If doctors started to feel queasy about their prescription practices, or started noticing the kinds of drug-seeking behaviours common in addicts, there was a new theory to explain that too – pseudo-addiction. Pseudo-addiction, or so went the story, occurred where the patient was experiencing such significant pain that they acted like a drug addict. They weren’t craving the drug, they were craving the pain relief, so the appropriate treatment really was more drugs (preferably more Oxycontin).

Overdose

It was difficult, possible but difficult, to OD on Vicodin. Overdosing on Oxy was much easier, partly because the doses were much higher and partly because the pills contained nothing but oxycodone – all you had to do was suck off the slow-release coating and crush it up. Addiction and overdose rates tracked up for prescription drugs and as public (and government) awareness of the scope of the epidemic increased, action was taken to reduce the availability of opioids. Street prices for oxy went up and addicts turned to cheap black tar heroin. Life expectancy in the US went down for the first time in decades and overdose overtook car accidents as the leading cause of accidental death in many states. The response from the Obama White House was deeply unimpressive.

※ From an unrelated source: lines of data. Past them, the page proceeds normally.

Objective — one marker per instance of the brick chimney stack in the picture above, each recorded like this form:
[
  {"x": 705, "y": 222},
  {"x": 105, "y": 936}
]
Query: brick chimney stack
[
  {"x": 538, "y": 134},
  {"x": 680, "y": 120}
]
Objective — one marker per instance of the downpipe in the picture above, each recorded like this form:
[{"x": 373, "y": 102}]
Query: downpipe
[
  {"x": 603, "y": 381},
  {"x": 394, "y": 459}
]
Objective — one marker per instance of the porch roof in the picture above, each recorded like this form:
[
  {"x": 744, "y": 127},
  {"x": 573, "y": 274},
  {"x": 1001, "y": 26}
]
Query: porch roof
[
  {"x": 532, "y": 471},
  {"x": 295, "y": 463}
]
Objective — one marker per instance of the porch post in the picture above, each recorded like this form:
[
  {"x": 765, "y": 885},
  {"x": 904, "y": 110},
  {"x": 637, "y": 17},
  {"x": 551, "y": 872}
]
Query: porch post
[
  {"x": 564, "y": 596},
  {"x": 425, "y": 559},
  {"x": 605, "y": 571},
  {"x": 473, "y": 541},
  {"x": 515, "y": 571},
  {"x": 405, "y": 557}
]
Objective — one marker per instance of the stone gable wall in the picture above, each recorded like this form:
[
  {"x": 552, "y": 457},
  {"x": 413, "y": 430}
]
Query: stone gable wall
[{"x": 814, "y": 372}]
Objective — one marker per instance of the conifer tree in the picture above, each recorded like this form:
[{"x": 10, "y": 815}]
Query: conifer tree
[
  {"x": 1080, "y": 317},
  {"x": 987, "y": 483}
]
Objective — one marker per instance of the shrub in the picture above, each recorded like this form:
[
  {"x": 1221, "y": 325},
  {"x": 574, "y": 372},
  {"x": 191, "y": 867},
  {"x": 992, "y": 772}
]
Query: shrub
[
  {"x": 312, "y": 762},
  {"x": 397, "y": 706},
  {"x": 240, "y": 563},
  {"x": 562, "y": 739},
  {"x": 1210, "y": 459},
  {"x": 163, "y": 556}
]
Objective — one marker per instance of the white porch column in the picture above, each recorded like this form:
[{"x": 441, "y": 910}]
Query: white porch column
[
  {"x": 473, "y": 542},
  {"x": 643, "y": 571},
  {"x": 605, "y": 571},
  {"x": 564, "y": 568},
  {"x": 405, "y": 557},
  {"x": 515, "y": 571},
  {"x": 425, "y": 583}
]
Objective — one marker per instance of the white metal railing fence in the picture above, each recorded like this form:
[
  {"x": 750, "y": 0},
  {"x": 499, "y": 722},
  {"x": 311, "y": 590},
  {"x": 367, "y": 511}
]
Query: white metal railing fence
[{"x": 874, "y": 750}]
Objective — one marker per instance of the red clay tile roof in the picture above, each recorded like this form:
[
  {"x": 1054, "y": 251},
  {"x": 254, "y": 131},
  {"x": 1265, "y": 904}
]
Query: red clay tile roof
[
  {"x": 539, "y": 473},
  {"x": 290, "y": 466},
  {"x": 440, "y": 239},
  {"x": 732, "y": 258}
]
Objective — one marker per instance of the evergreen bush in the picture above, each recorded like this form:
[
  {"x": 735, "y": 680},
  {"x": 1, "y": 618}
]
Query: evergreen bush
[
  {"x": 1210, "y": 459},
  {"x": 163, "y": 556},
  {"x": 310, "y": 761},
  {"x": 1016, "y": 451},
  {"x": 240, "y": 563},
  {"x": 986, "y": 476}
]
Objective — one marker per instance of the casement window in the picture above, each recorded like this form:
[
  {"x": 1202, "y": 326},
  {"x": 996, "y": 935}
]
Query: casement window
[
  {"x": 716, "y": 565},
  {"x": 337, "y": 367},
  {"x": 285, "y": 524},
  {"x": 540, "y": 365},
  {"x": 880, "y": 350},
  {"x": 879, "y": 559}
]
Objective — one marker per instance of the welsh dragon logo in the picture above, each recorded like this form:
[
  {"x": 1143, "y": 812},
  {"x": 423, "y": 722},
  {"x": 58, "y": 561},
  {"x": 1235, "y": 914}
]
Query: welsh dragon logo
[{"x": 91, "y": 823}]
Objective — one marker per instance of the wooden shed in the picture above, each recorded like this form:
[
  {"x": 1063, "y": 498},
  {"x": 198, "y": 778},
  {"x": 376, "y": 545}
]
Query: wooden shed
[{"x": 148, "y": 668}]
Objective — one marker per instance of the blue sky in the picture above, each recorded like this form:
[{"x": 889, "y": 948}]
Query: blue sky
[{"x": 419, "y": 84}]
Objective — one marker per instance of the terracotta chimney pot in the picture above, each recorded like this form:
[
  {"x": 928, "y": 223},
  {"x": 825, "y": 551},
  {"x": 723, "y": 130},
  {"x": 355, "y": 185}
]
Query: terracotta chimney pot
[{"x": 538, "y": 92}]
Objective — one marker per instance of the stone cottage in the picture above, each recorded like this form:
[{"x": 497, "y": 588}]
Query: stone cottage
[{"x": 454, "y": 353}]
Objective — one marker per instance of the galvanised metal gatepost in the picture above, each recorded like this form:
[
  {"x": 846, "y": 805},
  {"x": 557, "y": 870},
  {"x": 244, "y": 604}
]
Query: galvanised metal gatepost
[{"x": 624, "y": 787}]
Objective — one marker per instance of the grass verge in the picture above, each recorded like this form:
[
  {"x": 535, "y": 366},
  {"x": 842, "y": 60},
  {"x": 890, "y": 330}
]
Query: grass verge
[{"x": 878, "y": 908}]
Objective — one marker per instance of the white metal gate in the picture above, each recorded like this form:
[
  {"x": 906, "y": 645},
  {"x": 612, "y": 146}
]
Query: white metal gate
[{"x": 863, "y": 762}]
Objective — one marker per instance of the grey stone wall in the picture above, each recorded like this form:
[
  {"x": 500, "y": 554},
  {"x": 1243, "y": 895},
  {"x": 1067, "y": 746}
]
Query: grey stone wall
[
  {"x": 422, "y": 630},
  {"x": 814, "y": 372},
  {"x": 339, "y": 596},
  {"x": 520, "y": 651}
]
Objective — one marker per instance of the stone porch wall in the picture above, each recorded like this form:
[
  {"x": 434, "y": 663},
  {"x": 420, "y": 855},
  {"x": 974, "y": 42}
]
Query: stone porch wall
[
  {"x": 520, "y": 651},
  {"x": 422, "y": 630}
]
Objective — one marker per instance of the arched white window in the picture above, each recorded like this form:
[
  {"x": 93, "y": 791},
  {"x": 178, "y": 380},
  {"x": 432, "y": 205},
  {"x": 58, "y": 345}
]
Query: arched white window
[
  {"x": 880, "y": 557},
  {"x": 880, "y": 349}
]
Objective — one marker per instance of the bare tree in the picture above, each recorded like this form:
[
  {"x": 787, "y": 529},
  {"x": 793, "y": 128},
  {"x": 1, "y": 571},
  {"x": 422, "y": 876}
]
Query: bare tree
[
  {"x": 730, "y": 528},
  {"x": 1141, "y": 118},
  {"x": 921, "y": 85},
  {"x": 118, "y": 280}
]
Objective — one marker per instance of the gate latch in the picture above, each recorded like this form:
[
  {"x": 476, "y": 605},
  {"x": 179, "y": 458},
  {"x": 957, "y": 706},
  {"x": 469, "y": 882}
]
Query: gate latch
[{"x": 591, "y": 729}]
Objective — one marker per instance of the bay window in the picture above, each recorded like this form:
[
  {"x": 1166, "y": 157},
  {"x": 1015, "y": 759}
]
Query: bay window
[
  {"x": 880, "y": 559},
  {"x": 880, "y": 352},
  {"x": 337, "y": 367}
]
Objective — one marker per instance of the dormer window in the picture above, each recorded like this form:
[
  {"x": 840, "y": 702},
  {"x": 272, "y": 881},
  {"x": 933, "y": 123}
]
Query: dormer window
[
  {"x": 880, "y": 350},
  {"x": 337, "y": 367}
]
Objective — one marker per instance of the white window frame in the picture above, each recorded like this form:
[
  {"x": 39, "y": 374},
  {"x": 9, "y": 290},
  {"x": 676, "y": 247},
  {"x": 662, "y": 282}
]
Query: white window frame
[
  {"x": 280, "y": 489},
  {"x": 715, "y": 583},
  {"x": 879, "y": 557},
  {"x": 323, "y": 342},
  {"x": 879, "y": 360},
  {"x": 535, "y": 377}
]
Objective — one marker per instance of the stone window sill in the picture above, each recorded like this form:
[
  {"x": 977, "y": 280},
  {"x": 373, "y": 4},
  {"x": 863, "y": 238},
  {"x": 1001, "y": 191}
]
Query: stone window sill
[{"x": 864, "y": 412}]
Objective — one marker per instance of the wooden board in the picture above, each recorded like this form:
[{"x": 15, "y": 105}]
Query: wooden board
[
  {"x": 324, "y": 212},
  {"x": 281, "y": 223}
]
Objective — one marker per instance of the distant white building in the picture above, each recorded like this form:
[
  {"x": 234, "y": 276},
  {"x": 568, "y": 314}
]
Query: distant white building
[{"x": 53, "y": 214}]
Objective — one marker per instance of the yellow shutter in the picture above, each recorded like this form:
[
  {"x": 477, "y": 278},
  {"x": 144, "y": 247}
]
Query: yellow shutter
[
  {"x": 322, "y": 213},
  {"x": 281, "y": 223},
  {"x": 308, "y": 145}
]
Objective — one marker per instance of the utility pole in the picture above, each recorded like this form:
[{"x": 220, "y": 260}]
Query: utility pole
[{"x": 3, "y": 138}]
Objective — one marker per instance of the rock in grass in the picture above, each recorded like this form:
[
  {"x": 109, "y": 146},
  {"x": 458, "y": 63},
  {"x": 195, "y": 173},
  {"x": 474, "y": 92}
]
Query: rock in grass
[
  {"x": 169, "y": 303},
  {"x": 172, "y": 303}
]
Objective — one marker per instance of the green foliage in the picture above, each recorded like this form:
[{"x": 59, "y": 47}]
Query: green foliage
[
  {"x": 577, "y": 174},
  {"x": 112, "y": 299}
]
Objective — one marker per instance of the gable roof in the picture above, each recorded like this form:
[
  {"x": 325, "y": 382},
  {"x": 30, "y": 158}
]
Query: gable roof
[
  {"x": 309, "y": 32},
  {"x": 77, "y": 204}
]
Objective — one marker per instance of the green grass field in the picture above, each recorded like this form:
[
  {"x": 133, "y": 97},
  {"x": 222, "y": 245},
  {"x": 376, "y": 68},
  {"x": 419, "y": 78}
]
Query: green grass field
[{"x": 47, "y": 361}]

Trying to differentiate their product (and cut costs in a competitive market), dealers started cutting their heroin with synthetics, notoriously fentanyl and later carfentanil. And this introduces a whole new risk – oxy pills were predictable, the dosage stamped on the pill, heroin was dangerous but still easier to judge but with fentanyl involved, the chance of receiving a comparatively low dose in one batch and an extremely high (over)dose in the next increased.

There’s an additional layer of tragedy as well – your risk of dying of an overdose goes up (albeit temporarily) after rehab. Parents mortgage their houses and spend their life savings trying to get their kids clean, the kids do the culturally entrenched and expected 30-day or 90-day rehab, come out and die from a dose they would have tolerated before detox.

Hypocrisy

The face of the opioid epidemic is young and white and from the “Heartland”. And people care, and include rehab in Obamacare and write books about it and create drug courts and talk about it as a health issue. No-one is increasing prison terms for users and no-one is ascribing it to racial weakness or talking coyly about “urban” depravity.

Purdue Pharma filed for bankruptcy at the end of 2019. The Sackler family are alleged to have taken between $12 billion to $13 billion in cash out of Purdue Pharma before the filing and are strenuously resisting attempts to target them personally.

Trump pretended to give a shit, declared a state of emergency and has done fuck all. If he manages to get rid of, or weaken, Obamacare and Medicare, the situation will get even worse as rehab becomes less and less available. He uses the crisis to justify racism and the ridiculous border wall but I’ll eat my hat if he takes any meaningful action to reign in the depredations of pharmaceutical companies.